Afcon Infrastructure's key competitors across business verticals include Larson & Toubro (L&T), KEC International (KEC), Kalpataru Project International (KPIL) and Dilip Buildcon (DBL). As per the offer document, the company has listed all of the above as its peers.

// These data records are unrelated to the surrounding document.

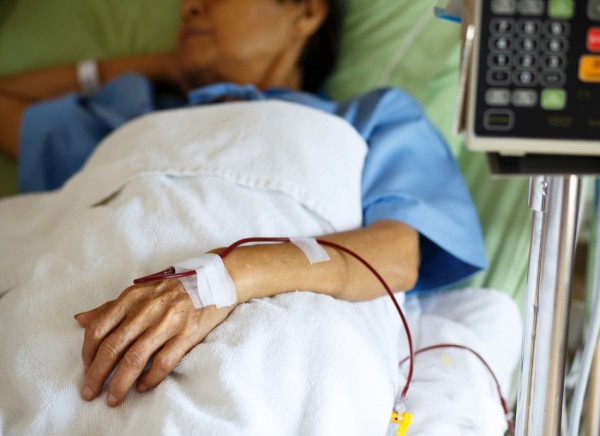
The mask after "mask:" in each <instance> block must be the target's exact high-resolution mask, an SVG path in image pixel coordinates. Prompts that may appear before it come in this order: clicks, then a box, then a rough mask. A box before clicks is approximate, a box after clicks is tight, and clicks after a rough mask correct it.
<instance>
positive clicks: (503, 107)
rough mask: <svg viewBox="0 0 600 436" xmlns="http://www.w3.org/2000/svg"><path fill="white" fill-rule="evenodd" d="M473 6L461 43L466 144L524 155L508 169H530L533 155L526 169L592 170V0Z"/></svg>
mask: <svg viewBox="0 0 600 436" xmlns="http://www.w3.org/2000/svg"><path fill="white" fill-rule="evenodd" d="M473 7H474V14H473V17H472V18H473V24H474V26H471V28H470V29H469V31H470V32H467V40H466V42H465V53H467V51H468V52H469V56H468V59H467V61H468V64H467V68H470V71H468V81H467V83H466V84H465V88H466V90H467V91H468V92H467V94H466V97H465V99H466V103H467V105H466V106H467V108H466V112H465V115H464V121H465V126H464V130H465V133H466V141H467V145H468V147H469V148H470V149H471V150H476V151H485V152H488V153H489V154H490V155H492V156H496V161H497V162H500V164H501V165H502V163H504V165H505V166H506V165H507V162H508V167H510V166H511V165H513V166H514V165H515V162H521V161H525V162H529V163H527V164H525V167H524V168H525V170H523V168H521V171H519V170H518V169H516V170H515V168H513V169H512V171H514V172H527V167H528V166H529V167H531V169H533V166H532V165H533V164H532V162H533V161H532V159H533V158H535V159H537V160H538V161H543V163H542V164H541V168H540V169H539V170H538V171H530V172H544V171H545V170H549V171H550V172H555V171H552V167H553V166H557V167H558V169H560V168H564V167H565V165H567V166H570V165H578V166H580V167H581V168H583V172H588V173H596V174H600V0H475V1H474V2H473ZM463 61H465V59H464V57H463ZM469 65H470V67H469ZM490 162H491V161H490ZM511 162H512V163H511ZM552 162H554V163H552ZM501 165H500V166H501ZM548 165H549V166H548ZM534 166H535V165H534ZM544 166H546V167H544ZM581 168H580V169H581ZM496 169H497V170H498V171H499V172H502V169H501V168H496ZM566 169H567V168H565V170H566ZM508 172H511V169H510V168H509V169H508ZM566 172H577V171H566Z"/></svg>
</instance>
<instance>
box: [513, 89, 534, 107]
mask: <svg viewBox="0 0 600 436" xmlns="http://www.w3.org/2000/svg"><path fill="white" fill-rule="evenodd" d="M512 102H513V104H514V105H515V106H518V107H534V106H536V105H537V102H538V93H537V91H533V90H531V89H516V90H514V91H513V94H512Z"/></svg>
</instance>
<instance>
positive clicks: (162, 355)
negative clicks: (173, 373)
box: [136, 335, 198, 392]
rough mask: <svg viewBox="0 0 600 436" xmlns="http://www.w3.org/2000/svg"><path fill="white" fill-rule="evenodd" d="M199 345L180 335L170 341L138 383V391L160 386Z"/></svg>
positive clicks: (148, 389)
mask: <svg viewBox="0 0 600 436" xmlns="http://www.w3.org/2000/svg"><path fill="white" fill-rule="evenodd" d="M197 344H198V342H196V341H192V340H190V339H189V338H184V337H183V336H179V335H178V336H175V337H174V338H172V339H171V340H170V341H168V342H167V343H166V344H165V345H164V347H163V348H162V349H161V350H160V351H159V352H158V353H157V354H156V356H154V360H153V361H152V365H151V366H150V369H149V370H148V371H147V372H146V373H145V374H144V375H143V376H142V377H141V378H140V380H139V381H138V383H137V386H136V389H137V391H138V392H146V391H147V390H149V389H153V388H155V387H156V386H158V385H159V384H160V383H161V382H162V381H163V380H164V379H165V378H166V377H167V376H168V375H169V374H170V373H171V372H173V370H174V369H175V368H176V367H177V365H179V362H181V359H183V356H185V355H186V354H187V353H188V352H189V351H190V350H191V349H192V348H194V347H195V346H196V345H197Z"/></svg>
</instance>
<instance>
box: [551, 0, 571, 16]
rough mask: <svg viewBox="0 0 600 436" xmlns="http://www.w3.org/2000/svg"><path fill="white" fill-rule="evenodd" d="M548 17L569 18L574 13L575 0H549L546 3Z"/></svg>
mask: <svg viewBox="0 0 600 436" xmlns="http://www.w3.org/2000/svg"><path fill="white" fill-rule="evenodd" d="M548 15H549V16H550V18H554V19H558V20H569V19H571V18H573V16H574V15H575V2H574V1H573V0H550V4H549V5H548Z"/></svg>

Name of the Companies | Market Cap (in ₹ crore) | CMP (in ₹) | FY24 Revenue from (₹ crore)* | Operating Profit Margin (%) | ROCE(%) | Debt to Equity Ratio | P/E |
---|---|---|---|---|---|---|---|
Afcons Infrastructure Limited (Company)* | 17,026 | NA | 13,268 | 10% | 23.10% | 0.94 | 37.2 |
Listed Peers | |||||||
Larsen & Toubro (L&T) (Consolidated) | 4,73,679 | 3,459 | 2,21,113 | 14% | 13.40% | 1.35 | 35.6 |
KEC International | 24,794 | 939 | 19,914 | 7% | 16.00% | 0.97 | 63.2 |
Kalpataru Project International | 9,948 | 1,240 | 19,626 | 9% | 16.00% | 0.78 | 41.6 |
Dilip Buildcon (DBL) | 7,012 | 480 | 12,012 | 12% | 10.50% | 1.71 | 41.4 |
In FY24, KEC International’s consolidated Operating Profit increased by an impressive 47.06%, reaching ₹1,353 crore while revenue jumped by 15.22% to ₹19,914, and profit also doubled with growth of 97.15%, reaching ₹347 crore.
In FY24, Kalpataru Project International saw revenue growth of 19.95%, reaching ₹19,626 and net profit jumped by 18.62% to ₹516.

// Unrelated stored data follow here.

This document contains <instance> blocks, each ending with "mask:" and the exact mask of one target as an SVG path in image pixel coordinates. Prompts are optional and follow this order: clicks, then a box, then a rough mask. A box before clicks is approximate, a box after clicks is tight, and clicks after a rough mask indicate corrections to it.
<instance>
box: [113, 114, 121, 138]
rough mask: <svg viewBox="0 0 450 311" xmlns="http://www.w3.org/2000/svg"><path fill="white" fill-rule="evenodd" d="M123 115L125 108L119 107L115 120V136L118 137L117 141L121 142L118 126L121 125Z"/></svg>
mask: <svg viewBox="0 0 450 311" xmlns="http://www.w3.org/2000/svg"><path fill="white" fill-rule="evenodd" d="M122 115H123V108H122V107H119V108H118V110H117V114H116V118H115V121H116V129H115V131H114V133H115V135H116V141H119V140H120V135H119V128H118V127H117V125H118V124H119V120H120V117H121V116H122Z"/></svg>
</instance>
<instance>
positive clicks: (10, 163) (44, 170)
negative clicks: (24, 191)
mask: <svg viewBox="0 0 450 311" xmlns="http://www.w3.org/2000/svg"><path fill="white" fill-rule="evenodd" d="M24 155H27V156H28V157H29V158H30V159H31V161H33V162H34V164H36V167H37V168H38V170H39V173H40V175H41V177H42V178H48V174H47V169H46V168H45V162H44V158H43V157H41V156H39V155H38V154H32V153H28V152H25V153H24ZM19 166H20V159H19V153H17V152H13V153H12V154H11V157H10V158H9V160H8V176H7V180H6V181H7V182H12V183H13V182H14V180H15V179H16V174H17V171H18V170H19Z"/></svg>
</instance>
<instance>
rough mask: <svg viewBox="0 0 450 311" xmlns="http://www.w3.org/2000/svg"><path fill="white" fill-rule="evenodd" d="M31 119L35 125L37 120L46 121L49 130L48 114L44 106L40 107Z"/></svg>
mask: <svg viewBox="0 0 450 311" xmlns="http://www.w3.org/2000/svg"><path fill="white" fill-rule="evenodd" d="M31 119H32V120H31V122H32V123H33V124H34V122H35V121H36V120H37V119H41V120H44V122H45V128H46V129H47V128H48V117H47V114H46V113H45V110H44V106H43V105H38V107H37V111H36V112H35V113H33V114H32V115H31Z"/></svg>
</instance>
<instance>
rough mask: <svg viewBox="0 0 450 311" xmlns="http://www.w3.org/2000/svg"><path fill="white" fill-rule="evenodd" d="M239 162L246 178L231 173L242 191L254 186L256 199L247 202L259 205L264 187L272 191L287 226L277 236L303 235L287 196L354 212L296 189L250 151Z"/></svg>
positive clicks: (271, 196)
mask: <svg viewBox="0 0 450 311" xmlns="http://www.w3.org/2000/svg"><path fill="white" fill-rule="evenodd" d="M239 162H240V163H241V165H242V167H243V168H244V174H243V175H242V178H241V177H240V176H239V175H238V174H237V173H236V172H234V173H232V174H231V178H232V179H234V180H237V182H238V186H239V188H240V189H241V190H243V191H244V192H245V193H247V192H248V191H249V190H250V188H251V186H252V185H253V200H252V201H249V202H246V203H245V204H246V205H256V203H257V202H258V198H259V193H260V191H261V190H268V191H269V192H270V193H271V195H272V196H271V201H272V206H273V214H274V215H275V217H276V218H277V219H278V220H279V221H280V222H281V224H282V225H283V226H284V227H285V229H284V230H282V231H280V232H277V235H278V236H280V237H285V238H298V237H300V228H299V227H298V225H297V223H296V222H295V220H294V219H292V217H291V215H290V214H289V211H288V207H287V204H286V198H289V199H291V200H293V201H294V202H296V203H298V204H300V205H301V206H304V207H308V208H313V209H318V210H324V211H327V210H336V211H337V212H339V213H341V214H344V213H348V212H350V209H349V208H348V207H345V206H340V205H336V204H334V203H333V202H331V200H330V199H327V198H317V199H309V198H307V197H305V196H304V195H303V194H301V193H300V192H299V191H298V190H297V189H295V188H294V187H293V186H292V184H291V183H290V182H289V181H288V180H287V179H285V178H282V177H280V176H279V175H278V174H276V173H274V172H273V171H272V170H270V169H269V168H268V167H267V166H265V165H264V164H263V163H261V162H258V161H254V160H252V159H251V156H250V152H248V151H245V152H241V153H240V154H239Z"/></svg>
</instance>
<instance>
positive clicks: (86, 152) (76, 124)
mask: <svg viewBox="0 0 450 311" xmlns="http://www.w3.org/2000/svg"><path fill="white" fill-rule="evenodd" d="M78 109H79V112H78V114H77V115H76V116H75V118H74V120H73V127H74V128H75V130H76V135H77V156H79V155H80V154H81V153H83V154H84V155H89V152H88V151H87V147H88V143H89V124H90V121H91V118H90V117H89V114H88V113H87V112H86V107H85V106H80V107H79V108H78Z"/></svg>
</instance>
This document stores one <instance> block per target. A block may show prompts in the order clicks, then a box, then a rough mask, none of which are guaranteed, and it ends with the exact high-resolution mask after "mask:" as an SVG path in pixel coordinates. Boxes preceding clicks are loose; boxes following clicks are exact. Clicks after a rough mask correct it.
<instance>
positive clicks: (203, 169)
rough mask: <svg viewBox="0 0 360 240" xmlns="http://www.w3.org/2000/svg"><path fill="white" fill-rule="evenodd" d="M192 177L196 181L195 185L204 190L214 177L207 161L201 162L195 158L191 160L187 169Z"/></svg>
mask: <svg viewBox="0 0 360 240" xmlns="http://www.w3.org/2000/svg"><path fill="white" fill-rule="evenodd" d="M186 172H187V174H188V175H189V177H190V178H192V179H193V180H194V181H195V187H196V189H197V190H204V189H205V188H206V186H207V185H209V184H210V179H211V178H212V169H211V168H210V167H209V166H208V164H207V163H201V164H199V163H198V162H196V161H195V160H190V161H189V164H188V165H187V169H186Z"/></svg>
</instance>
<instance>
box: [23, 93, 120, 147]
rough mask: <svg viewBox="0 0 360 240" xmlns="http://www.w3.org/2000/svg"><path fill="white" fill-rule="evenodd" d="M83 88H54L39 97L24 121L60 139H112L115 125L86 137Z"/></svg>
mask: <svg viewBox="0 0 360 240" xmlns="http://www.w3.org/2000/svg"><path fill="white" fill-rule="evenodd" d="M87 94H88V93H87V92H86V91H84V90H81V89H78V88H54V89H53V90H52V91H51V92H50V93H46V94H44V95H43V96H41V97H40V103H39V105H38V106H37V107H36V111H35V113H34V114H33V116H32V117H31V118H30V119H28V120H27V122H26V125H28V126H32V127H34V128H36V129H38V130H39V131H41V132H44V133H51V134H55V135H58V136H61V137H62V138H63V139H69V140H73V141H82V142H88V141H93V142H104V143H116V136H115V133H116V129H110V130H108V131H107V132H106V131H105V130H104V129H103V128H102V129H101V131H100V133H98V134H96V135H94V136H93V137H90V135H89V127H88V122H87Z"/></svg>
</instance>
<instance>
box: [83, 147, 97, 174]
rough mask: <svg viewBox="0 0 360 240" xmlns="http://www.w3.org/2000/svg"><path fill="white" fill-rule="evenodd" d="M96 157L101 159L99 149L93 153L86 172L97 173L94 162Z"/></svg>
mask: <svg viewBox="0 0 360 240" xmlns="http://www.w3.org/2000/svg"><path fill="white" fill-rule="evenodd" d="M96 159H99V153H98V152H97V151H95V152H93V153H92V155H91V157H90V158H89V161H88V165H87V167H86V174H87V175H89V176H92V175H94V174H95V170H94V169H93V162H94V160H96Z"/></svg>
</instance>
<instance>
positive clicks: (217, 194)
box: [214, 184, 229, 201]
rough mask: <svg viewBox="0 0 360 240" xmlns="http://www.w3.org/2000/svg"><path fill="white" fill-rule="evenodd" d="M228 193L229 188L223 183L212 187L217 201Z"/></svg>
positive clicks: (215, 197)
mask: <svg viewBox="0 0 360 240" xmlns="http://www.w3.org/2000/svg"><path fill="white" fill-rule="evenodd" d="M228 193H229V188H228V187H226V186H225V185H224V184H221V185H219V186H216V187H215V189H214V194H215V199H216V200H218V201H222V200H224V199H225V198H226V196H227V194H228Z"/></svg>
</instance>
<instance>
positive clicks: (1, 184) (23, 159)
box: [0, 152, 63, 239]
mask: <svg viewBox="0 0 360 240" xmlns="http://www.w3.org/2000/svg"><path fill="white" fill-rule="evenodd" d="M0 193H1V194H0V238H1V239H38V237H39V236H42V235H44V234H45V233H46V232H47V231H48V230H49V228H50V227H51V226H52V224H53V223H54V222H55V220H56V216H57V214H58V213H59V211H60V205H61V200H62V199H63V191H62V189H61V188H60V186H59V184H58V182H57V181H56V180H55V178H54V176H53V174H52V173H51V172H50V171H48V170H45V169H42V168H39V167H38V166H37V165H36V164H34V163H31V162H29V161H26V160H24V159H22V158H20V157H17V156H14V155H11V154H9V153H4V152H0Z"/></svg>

The current order book of the company stands at ₹18,600 crores, including ₹2,400 crores from coal MDOs, which will contribute to an estimated revenue of ₹5,500 crores over three years. In Q1FY25, company’s revenue decreased by 9.61% YoY, from ₹2,609 crores to ₹2,358 crores, attributed to lower revenue from roads and highway business. Operating EBITDA dropped by 21.62% YoY, from ₹335 crores to ₹262 crores, resulting in a margin contraction. Profit after tax fell by 43.17% YoY, from ₹83 crores to ₹47 crores.

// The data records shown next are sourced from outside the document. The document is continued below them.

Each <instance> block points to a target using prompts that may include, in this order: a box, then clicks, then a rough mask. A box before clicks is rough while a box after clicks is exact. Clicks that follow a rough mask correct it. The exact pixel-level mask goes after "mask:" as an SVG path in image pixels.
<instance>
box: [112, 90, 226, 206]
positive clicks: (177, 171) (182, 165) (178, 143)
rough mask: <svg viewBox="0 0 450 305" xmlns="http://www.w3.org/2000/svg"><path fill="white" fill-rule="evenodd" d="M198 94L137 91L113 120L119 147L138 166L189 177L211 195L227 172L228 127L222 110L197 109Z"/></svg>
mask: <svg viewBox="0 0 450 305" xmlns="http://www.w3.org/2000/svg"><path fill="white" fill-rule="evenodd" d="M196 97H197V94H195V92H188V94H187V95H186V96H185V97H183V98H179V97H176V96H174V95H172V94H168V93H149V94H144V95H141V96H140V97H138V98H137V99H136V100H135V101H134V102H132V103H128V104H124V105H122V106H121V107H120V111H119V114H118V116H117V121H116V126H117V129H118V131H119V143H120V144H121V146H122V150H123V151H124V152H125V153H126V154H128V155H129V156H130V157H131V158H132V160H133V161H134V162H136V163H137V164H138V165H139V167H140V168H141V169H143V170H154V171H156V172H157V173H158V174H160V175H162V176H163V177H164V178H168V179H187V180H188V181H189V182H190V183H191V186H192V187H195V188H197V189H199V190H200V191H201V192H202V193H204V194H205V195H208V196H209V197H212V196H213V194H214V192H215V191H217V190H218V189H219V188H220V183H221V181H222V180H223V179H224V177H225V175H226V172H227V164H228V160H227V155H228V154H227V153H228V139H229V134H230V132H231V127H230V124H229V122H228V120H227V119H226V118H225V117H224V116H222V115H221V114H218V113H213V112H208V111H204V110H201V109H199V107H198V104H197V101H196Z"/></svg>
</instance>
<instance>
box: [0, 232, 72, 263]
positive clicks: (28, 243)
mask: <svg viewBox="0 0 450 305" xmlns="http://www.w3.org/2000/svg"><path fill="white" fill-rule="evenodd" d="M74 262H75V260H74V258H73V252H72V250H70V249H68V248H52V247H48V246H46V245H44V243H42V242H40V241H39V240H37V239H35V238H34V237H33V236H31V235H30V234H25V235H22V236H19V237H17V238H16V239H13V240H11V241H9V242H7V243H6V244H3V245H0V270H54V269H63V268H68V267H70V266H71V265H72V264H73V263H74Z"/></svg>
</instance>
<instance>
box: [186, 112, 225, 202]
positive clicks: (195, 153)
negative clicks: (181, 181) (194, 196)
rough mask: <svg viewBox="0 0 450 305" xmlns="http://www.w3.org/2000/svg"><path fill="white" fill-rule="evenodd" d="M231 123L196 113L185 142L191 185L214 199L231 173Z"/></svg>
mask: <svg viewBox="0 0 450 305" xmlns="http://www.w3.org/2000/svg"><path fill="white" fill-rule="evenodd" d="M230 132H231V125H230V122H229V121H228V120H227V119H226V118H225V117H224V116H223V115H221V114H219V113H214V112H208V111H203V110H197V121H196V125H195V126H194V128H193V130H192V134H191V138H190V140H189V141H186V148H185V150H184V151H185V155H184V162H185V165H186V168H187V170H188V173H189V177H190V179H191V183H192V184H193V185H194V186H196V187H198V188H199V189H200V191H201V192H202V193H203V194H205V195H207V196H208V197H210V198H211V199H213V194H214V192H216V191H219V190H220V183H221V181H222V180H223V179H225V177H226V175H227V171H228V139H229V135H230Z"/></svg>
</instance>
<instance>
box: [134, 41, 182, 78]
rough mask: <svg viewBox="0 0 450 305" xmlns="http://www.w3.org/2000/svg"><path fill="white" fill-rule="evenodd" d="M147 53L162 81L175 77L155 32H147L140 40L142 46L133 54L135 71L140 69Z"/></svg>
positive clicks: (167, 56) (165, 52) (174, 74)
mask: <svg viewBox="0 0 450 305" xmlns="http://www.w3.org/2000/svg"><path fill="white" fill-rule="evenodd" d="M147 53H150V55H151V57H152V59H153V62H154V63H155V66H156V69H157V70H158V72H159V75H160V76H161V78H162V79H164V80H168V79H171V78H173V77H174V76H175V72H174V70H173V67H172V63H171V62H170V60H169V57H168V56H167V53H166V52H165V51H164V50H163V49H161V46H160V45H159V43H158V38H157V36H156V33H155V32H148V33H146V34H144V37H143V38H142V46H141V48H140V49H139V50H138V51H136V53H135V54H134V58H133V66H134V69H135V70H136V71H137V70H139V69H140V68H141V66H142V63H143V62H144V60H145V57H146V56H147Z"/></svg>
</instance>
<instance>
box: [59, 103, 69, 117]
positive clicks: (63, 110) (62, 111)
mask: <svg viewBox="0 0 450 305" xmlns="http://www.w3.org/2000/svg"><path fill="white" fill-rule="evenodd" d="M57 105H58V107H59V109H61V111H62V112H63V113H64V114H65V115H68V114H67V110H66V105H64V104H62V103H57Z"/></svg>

The enterprise is the main construction firm under the Shapoorji Pallonji group and has well-diversified activities with approximately 30% of the revenues coming from exports. It marked steady growth in its top and bottom lines for the reported periods. Its revenues came 30% from exports as by the end of September 30, 2024 their order book was positioned at ₹40,000 crore. Many investors are likely to be interested in the IPO owing to the prospects of the sector and the government's investments in the country's infrastructure development.